2. They can save you from smaller injuries that could put you out of work or in great deals of daily pain

He says the myth that it's better to have crushed toes vs amputated toes from a steel toe boot is 100% false. First, he sees very few actual crushed steel toe footwear. Maybe a couple a year at most. He has never, ever, seen an injury from crushed steel toe that he felt the toes could have been otherwise saved had the user not worn steel toes. He does, however, see a TON of injuries that COULD have been 100% prevented by steel toe footwear. This man sees thousands of foot injuries a year...mostly industrial injuries. 

Absolutely zero reason to not wear steel toed footwear. None.


----------



## Skeans (Dec 13, 2019)

EchoRomeoCharlie said:


> Source - Foot surgeon in my family.
> 
> 1. If something is heavy enough to crush the steel toe to the point of amputating your toes, your toes are going to be amputated anyway.
> 2. They can save you from smaller injuries that could put you out of work or in great deals of daily pain
> ...



Why not composite toed?


Sent from my iPhone using Tapatalk


----------



## WmTreeCo. (Dec 13, 2019)

When I climb, fell trees, chip brush, etc. I always have: 
Hardhat, glasses, earmuffs, gloves, chainsaw pants, steel toe boots. 

Ive just worn it all from day one, so I feel naked without it. 

Better quality PPE can make a big difference. Stuff that fits comfortable. 

Are you interested in trying to start wearing some PPE, or are you just looking for others to reinforce your justifications for not using any?


----------



## merc_man (Dec 13, 2019)

Skeans said:


> Why not composite toed?
> 
> 
> Sent from my iPhone using Tapatalk


Chain will cut through composite toed boots i think.

Sent from my SM-G950W using Tapatalk


----------



## Skeans (Dec 13, 2019)

merc_man said:


> Chain will cut through composite toed boots i think.
> 
> Sent from my SM-G950W using Tapatalk



I don’t think so, seems like Wesco offers it in caulk boots. On the same sort of topic you guys are ok with plastic hard hats?

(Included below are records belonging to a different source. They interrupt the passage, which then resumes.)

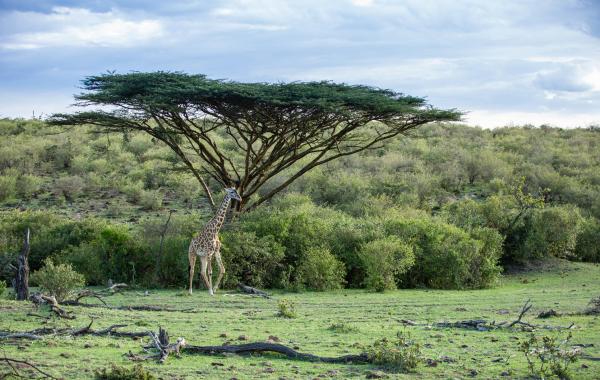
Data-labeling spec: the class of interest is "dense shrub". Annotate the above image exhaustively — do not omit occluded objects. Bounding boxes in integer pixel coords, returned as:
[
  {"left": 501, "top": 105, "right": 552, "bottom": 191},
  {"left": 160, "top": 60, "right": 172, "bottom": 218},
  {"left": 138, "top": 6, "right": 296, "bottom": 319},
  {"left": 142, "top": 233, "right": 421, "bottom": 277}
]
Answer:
[
  {"left": 31, "top": 259, "right": 85, "bottom": 302},
  {"left": 16, "top": 174, "right": 43, "bottom": 199},
  {"left": 359, "top": 236, "right": 415, "bottom": 292},
  {"left": 54, "top": 176, "right": 85, "bottom": 201},
  {"left": 0, "top": 211, "right": 106, "bottom": 279},
  {"left": 277, "top": 298, "right": 298, "bottom": 318},
  {"left": 293, "top": 247, "right": 345, "bottom": 291},
  {"left": 575, "top": 218, "right": 600, "bottom": 263},
  {"left": 94, "top": 364, "right": 156, "bottom": 380},
  {"left": 385, "top": 217, "right": 501, "bottom": 289},
  {"left": 0, "top": 175, "right": 17, "bottom": 201},
  {"left": 515, "top": 206, "right": 582, "bottom": 260},
  {"left": 221, "top": 230, "right": 284, "bottom": 288},
  {"left": 139, "top": 190, "right": 163, "bottom": 210},
  {"left": 366, "top": 333, "right": 423, "bottom": 372}
]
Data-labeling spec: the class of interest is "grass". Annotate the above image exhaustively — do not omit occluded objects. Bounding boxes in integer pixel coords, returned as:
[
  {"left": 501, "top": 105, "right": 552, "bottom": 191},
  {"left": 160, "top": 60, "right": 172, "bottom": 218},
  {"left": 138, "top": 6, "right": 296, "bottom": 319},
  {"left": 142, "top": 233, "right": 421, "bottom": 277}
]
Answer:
[{"left": 0, "top": 262, "right": 600, "bottom": 379}]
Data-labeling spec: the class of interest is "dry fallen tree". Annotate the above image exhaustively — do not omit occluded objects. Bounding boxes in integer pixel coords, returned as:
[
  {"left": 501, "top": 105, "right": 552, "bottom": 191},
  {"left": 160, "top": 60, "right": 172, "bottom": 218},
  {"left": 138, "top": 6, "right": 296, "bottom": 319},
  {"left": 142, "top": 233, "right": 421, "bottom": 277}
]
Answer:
[
  {"left": 0, "top": 319, "right": 148, "bottom": 340},
  {"left": 428, "top": 299, "right": 575, "bottom": 331},
  {"left": 0, "top": 352, "right": 58, "bottom": 380},
  {"left": 126, "top": 328, "right": 370, "bottom": 364}
]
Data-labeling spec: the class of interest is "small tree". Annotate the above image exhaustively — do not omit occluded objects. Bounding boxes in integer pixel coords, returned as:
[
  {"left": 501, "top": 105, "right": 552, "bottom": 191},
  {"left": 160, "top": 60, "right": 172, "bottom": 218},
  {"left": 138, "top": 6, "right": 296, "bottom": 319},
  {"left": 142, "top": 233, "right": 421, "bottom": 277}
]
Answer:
[
  {"left": 31, "top": 259, "right": 85, "bottom": 302},
  {"left": 49, "top": 72, "right": 461, "bottom": 211}
]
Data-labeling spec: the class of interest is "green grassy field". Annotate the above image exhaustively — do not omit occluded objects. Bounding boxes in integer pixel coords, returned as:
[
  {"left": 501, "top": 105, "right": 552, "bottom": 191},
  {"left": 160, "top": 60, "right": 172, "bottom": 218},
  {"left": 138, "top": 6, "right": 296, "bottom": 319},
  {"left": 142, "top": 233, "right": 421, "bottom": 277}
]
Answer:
[{"left": 0, "top": 262, "right": 600, "bottom": 379}]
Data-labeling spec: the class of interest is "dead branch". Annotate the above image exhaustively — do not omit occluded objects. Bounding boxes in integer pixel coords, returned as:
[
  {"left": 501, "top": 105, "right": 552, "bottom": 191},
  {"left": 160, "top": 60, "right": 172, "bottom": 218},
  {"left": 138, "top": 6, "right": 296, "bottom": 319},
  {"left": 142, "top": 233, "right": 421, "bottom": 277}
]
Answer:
[
  {"left": 184, "top": 342, "right": 369, "bottom": 364},
  {"left": 30, "top": 293, "right": 75, "bottom": 319},
  {"left": 130, "top": 328, "right": 370, "bottom": 364},
  {"left": 0, "top": 331, "right": 43, "bottom": 340},
  {"left": 0, "top": 319, "right": 148, "bottom": 340},
  {"left": 63, "top": 289, "right": 108, "bottom": 306},
  {"left": 63, "top": 302, "right": 196, "bottom": 313},
  {"left": 15, "top": 227, "right": 30, "bottom": 301},
  {"left": 434, "top": 300, "right": 575, "bottom": 331},
  {"left": 148, "top": 327, "right": 186, "bottom": 363},
  {"left": 238, "top": 283, "right": 271, "bottom": 298},
  {"left": 0, "top": 352, "right": 58, "bottom": 380},
  {"left": 508, "top": 299, "right": 533, "bottom": 327}
]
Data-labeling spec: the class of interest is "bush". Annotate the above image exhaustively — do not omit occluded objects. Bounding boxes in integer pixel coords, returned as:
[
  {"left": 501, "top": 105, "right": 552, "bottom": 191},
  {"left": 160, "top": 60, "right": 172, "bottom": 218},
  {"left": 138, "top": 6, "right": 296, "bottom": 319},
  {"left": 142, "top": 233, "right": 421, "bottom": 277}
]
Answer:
[
  {"left": 384, "top": 216, "right": 502, "bottom": 289},
  {"left": 366, "top": 333, "right": 423, "bottom": 372},
  {"left": 575, "top": 218, "right": 600, "bottom": 263},
  {"left": 0, "top": 175, "right": 17, "bottom": 202},
  {"left": 516, "top": 206, "right": 582, "bottom": 260},
  {"left": 0, "top": 210, "right": 105, "bottom": 280},
  {"left": 277, "top": 298, "right": 298, "bottom": 318},
  {"left": 293, "top": 247, "right": 346, "bottom": 291},
  {"left": 95, "top": 364, "right": 156, "bottom": 380},
  {"left": 140, "top": 190, "right": 163, "bottom": 210},
  {"left": 221, "top": 230, "right": 284, "bottom": 288},
  {"left": 359, "top": 236, "right": 415, "bottom": 292},
  {"left": 121, "top": 181, "right": 144, "bottom": 204},
  {"left": 519, "top": 332, "right": 581, "bottom": 380},
  {"left": 31, "top": 259, "right": 85, "bottom": 302},
  {"left": 17, "top": 175, "right": 43, "bottom": 199},
  {"left": 54, "top": 176, "right": 85, "bottom": 201}
]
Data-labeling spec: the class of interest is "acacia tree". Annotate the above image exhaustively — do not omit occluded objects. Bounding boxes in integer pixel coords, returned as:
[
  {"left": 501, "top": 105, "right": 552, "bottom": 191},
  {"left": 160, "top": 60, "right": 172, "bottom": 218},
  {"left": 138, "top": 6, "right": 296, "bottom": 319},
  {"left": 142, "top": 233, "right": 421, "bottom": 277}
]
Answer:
[{"left": 49, "top": 72, "right": 461, "bottom": 211}]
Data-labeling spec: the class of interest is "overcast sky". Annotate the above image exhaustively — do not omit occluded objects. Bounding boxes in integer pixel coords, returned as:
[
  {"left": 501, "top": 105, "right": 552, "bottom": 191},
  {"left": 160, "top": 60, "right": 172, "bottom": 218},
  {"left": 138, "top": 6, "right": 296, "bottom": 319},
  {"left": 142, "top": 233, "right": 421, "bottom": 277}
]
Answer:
[{"left": 0, "top": 0, "right": 600, "bottom": 127}]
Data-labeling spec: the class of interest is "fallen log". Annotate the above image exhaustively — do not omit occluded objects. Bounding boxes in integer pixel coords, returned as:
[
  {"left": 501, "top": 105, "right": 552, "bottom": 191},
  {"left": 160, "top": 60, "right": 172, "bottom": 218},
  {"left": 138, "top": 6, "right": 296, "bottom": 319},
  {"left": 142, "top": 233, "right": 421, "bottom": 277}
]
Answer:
[
  {"left": 238, "top": 283, "right": 271, "bottom": 298},
  {"left": 0, "top": 353, "right": 58, "bottom": 380},
  {"left": 434, "top": 300, "right": 575, "bottom": 331},
  {"left": 30, "top": 293, "right": 75, "bottom": 319},
  {"left": 0, "top": 319, "right": 148, "bottom": 340},
  {"left": 131, "top": 328, "right": 370, "bottom": 364},
  {"left": 183, "top": 342, "right": 369, "bottom": 364}
]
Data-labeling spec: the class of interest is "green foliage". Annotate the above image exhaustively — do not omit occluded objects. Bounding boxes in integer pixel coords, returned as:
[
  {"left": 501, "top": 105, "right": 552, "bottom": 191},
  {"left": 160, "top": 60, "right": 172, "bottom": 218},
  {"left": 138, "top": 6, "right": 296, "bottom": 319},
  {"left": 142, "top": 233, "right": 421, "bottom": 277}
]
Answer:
[
  {"left": 384, "top": 215, "right": 502, "bottom": 289},
  {"left": 31, "top": 259, "right": 85, "bottom": 302},
  {"left": 49, "top": 72, "right": 462, "bottom": 210},
  {"left": 359, "top": 236, "right": 415, "bottom": 292},
  {"left": 515, "top": 206, "right": 582, "bottom": 260},
  {"left": 0, "top": 175, "right": 17, "bottom": 201},
  {"left": 16, "top": 174, "right": 43, "bottom": 199},
  {"left": 54, "top": 176, "right": 85, "bottom": 201},
  {"left": 139, "top": 190, "right": 163, "bottom": 210},
  {"left": 95, "top": 364, "right": 156, "bottom": 380},
  {"left": 277, "top": 298, "right": 298, "bottom": 318},
  {"left": 575, "top": 218, "right": 600, "bottom": 263},
  {"left": 366, "top": 332, "right": 423, "bottom": 372},
  {"left": 293, "top": 247, "right": 345, "bottom": 291},
  {"left": 327, "top": 322, "right": 358, "bottom": 334},
  {"left": 221, "top": 230, "right": 284, "bottom": 288},
  {"left": 519, "top": 332, "right": 581, "bottom": 380}
]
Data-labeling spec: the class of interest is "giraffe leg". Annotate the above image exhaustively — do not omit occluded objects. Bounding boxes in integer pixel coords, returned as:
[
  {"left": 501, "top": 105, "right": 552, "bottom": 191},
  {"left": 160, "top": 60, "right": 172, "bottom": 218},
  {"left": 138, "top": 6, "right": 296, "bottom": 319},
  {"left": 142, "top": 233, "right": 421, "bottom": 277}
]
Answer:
[
  {"left": 215, "top": 251, "right": 225, "bottom": 292},
  {"left": 200, "top": 256, "right": 213, "bottom": 296},
  {"left": 208, "top": 256, "right": 215, "bottom": 296},
  {"left": 188, "top": 253, "right": 196, "bottom": 294}
]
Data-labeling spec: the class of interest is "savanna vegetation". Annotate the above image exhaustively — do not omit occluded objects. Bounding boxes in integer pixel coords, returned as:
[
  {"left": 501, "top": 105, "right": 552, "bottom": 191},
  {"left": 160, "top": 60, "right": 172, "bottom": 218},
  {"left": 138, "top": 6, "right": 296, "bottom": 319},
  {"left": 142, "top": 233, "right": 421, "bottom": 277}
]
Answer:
[
  {"left": 0, "top": 114, "right": 600, "bottom": 379},
  {"left": 0, "top": 119, "right": 600, "bottom": 291}
]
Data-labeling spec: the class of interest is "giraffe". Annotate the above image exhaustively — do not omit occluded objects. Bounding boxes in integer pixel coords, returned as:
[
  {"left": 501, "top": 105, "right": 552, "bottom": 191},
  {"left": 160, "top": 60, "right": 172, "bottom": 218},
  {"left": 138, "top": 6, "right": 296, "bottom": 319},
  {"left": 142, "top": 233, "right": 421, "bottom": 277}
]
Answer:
[{"left": 188, "top": 188, "right": 242, "bottom": 296}]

Sent from my iPhone using Tapatalk


----------



## Philbert (Dec 13, 2019)

Legit reasons to avoid 'steel' toes;

- there is no crush hazard (e.g. every day footwear);

- electrical conductivity (use composite protective toes instead);

- thermal conductivity (see above).

Chainsaw protective boots incorporate fibers similar to those used in chaps in the instep and along the sides. But many also have steel toes (I will post a link to the video).



Capitalist said:


> Don't come in herre getting your panties in a wad.



Are those protective panties? Or do you refuse to wear a cup when playing sports too?

Philbert


----------



## merc_man (Dec 13, 2019)

Skeans said:


> I don’t think so, seems like Wesco offers it in caulk boots. On the same sort of topic you guys are ok with plastic hard hats?
> 
> 
> Sent from my iPhone using Tapatalk


My plastic echo hard hat saved my but once when a limb came out from an ash and hit me on the head. I feel any protection is better then none. 

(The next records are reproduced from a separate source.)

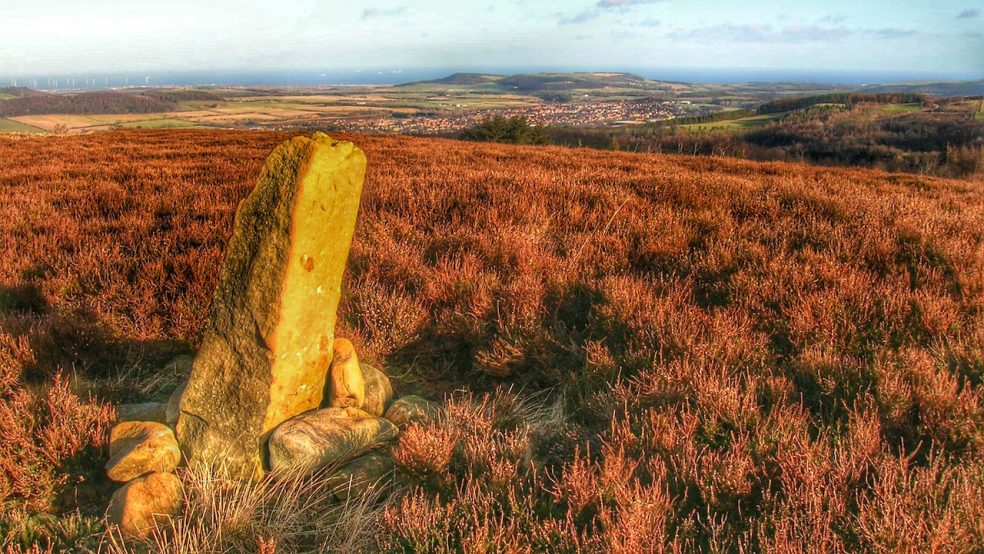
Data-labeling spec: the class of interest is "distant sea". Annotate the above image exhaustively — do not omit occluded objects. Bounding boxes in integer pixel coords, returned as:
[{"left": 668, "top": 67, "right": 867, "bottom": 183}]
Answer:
[{"left": 0, "top": 67, "right": 984, "bottom": 90}]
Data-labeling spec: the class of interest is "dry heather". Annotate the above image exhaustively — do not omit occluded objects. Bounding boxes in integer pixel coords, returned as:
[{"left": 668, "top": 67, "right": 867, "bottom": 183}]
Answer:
[{"left": 0, "top": 131, "right": 984, "bottom": 552}]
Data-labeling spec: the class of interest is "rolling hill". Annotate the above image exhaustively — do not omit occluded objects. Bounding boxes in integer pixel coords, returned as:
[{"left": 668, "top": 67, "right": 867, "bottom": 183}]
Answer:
[{"left": 0, "top": 131, "right": 984, "bottom": 552}]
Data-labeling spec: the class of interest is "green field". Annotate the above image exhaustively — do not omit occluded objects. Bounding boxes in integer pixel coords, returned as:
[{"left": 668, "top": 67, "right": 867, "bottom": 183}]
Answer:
[
  {"left": 878, "top": 102, "right": 922, "bottom": 114},
  {"left": 683, "top": 112, "right": 786, "bottom": 133},
  {"left": 0, "top": 119, "right": 44, "bottom": 133},
  {"left": 121, "top": 119, "right": 204, "bottom": 129}
]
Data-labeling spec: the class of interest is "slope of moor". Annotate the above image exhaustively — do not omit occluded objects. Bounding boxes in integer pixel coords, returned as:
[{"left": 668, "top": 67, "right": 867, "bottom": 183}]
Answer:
[{"left": 0, "top": 131, "right": 984, "bottom": 551}]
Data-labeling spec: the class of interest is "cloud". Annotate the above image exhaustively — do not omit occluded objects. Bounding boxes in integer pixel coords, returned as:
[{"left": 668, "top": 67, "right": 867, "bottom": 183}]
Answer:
[
  {"left": 598, "top": 0, "right": 664, "bottom": 9},
  {"left": 362, "top": 6, "right": 407, "bottom": 19},
  {"left": 670, "top": 23, "right": 852, "bottom": 42},
  {"left": 557, "top": 0, "right": 667, "bottom": 25},
  {"left": 865, "top": 27, "right": 919, "bottom": 39},
  {"left": 670, "top": 24, "right": 919, "bottom": 43}
]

Sent from my SM-G950W using Tapatalk


----------



## Skeans (Dec 13, 2019)

merc_man said:


> My plastic echo hard hat saved my but once when a limb came out from an ash and hit me on the head. I feel any protection is better then none.
> 
> Sent from my SM-G950W using Tapatalk



I was thinking of a kick back of a spinning chain not much difference between that and the composite toed boots.

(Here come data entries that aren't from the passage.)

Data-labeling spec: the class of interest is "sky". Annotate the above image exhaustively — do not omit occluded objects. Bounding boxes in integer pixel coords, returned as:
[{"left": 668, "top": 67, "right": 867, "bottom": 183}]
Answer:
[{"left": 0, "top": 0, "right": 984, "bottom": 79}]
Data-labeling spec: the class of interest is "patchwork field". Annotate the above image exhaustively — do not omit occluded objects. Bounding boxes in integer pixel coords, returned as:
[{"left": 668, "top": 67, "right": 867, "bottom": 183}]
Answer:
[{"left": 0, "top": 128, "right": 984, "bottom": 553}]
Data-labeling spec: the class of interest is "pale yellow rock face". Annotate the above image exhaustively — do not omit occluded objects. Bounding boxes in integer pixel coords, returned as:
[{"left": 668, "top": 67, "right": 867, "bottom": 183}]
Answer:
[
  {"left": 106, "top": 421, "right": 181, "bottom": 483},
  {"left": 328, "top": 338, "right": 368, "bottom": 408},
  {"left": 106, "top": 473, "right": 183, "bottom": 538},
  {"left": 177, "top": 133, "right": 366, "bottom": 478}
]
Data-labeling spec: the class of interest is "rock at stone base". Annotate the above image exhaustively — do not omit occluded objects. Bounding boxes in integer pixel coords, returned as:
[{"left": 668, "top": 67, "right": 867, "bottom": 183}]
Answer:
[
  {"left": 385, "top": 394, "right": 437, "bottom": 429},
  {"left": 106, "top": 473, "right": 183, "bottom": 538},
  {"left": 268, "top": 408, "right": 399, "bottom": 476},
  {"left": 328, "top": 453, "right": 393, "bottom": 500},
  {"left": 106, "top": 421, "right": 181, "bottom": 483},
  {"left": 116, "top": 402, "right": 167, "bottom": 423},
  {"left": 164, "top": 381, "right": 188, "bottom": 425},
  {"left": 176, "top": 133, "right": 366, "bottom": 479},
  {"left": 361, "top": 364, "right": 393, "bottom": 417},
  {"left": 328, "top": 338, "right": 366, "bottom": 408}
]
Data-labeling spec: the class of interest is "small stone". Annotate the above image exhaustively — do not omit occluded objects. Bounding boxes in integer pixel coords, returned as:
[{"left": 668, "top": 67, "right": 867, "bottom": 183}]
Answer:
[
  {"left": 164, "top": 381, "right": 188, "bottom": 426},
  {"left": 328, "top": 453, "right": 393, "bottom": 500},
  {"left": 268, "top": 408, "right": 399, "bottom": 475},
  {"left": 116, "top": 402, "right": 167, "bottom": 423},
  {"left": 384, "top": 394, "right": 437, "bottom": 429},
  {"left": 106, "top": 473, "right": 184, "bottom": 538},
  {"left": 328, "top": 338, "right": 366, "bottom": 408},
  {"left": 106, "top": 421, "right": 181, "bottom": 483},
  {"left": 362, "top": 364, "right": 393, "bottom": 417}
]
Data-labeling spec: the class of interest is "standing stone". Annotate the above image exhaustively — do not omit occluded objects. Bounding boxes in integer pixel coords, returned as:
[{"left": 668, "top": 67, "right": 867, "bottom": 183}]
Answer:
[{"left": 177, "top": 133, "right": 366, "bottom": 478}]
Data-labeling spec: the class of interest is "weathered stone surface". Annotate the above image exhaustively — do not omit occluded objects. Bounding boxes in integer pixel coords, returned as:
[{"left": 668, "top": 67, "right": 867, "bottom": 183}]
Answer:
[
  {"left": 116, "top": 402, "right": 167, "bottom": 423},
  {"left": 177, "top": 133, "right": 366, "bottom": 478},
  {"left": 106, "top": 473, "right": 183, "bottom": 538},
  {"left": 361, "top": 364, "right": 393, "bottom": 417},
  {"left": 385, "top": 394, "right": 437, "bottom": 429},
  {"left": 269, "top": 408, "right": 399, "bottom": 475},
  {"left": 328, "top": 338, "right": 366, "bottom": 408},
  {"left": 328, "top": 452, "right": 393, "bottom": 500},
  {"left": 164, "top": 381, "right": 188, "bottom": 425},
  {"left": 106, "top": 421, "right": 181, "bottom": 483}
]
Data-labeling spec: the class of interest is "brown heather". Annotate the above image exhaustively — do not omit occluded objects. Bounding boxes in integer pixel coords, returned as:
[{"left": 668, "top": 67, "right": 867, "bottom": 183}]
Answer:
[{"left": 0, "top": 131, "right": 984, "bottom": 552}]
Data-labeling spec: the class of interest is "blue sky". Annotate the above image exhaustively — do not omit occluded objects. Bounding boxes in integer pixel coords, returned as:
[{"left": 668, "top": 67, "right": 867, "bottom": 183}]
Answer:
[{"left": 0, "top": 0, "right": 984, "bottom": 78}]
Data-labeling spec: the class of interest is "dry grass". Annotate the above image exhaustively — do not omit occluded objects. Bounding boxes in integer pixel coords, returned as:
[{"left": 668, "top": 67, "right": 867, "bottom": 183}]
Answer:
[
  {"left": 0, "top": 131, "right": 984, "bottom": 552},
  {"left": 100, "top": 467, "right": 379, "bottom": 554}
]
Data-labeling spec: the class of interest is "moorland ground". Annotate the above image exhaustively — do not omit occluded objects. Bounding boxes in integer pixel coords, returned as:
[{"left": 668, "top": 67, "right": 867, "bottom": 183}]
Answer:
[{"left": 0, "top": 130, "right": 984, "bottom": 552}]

Sent from my iPad using Tapatalk


----------



## EchoRomeoCharlie (Dec 13, 2019)

Skeans said:


> Why not composite toed?
> 
> 
> Sent from my iPhone using Tapatalk


Honestly, I've never talked to him specifically about composite vs steel...so I don't know his opinion on that.


----------



## Philbert (Dec 13, 2019)

Skeans said:


> Why not composite toed?





merc_man said:


> Chain will cut through composite toed boots i think.





Skeans said:


> I don’t think so, seems like Wesco offers it in caulk boots.



The 'safety toe' rating is for _crush_ resistance, not _cut_ resistance.




Skeans said:


> On the same sort of topic you guys are ok with plastic hard hats?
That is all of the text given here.